As Canadians return to the office, women still working from home may find that their careers are beginning to stall.
It’s called the zoom ceiling, a phenomenon where remote workers are more likely to be passed over for promotions, pay raises and leadership roles.
Peter McSherry, an employment lawyer in Guelph said, “If working from home policies are poorly implemented, they can be the new “glass ceiling” for women.
Leaders should avoid creating a two-tier workforce where in-person employees get better access to special projects, raises and promotions. McSherry said, “If management does nothing, it could be a disaster. The reality is a lot of people want to work from home, at least some of the time.”
Employers who do not accommodate employees who want to work remotely risk losing educated, experienced, and talented workers.
Employers need to recognize that remote work is an opportunity to create strong businesses and improve employees’ quality of life and that they don’t have to be mutually exclusive.
Out of sight, out of mind
Despite remote work being more common over the past two years, outdated polices, and approaches threaten to leave remote workers behind.
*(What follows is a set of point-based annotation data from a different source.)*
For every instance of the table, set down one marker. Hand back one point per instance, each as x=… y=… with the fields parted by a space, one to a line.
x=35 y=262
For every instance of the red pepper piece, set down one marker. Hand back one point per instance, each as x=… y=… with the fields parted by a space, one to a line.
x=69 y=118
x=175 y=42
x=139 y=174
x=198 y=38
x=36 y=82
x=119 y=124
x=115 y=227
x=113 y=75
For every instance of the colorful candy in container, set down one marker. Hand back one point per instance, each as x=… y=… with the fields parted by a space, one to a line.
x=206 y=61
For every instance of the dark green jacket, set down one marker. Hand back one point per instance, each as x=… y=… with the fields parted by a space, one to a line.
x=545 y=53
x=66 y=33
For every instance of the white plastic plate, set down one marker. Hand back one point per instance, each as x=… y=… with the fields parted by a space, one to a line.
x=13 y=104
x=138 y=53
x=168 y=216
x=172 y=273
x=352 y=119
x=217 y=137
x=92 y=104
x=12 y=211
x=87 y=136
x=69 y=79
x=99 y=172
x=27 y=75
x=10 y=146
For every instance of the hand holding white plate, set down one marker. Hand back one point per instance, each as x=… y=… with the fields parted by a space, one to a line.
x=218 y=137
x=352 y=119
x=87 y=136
For managers that want to see “hustle”, there may be the perception that those who work from home are less motivated than their colleagues in the office. McSherry said, “It may be very career limiting for people who are in jobs where measuring performance is difficult.”
The ability to work from home has been a lifeline for many women trying to balance family and work responsibilities. Recent studies show that college educated women with young children are 50% more likely to apply for remote work.
McSherry warns employers that women shouldn’t have to compromise their career trajectory if they want to work remotely. At the executive level women shouldn’t have to give up opportunities for partnerships, choice assignments, and stature simply because they want to work from home.
Employers should also be reminded that their equity obligations still apply when employees are working outside of the office.
A back-to-the-office order could be “constructive dismissal”
For longer term employees and many recent hires, it was made clear by managers throughout the pandemic that they could work from home, but now the terms are changing.
McSherry said, “I think you’re going to see that employers who require people to come back to work may find their employees arguing that they’ve been constructively dismissed.” Given the number of people who are working in a hybrid or fully remote capacity, this is becoming a pressing issue.
A back-to-the-office order could be a “human rights violation”
Being passed over for pay raises and promotions could be a human rights issue.
McSherry said, “If it is predominately female employees who are working from home, for family-related reasons, and the only people promoted are those are physically in the office, there is a strong case that gender discrimination is present.” If a protected group is being excluded from promotions, salary increases and bonus opportunities, even if this is unintentional, it is still “adverse effect” discrimination.
Peter McSherry is anticipating receiving calls from workers who say their boss is pressuring them to come back to the office while they want to work remotely. “People’s reasons for wanting to work from home are often related to protected grounds of discrimination. Employers should be aware that women who perform most of the household labour and would rather save travel time by working remotely. These facts shouldn’t limit women’s employment opportunities.
Investments in work-from-home strategies that maximize everyone’s potential will help employers attract and retain the best people and the best teams.
COVID-19 has not disappeared and one trend that is likely to remain permanent is the remote and hybrid workplace.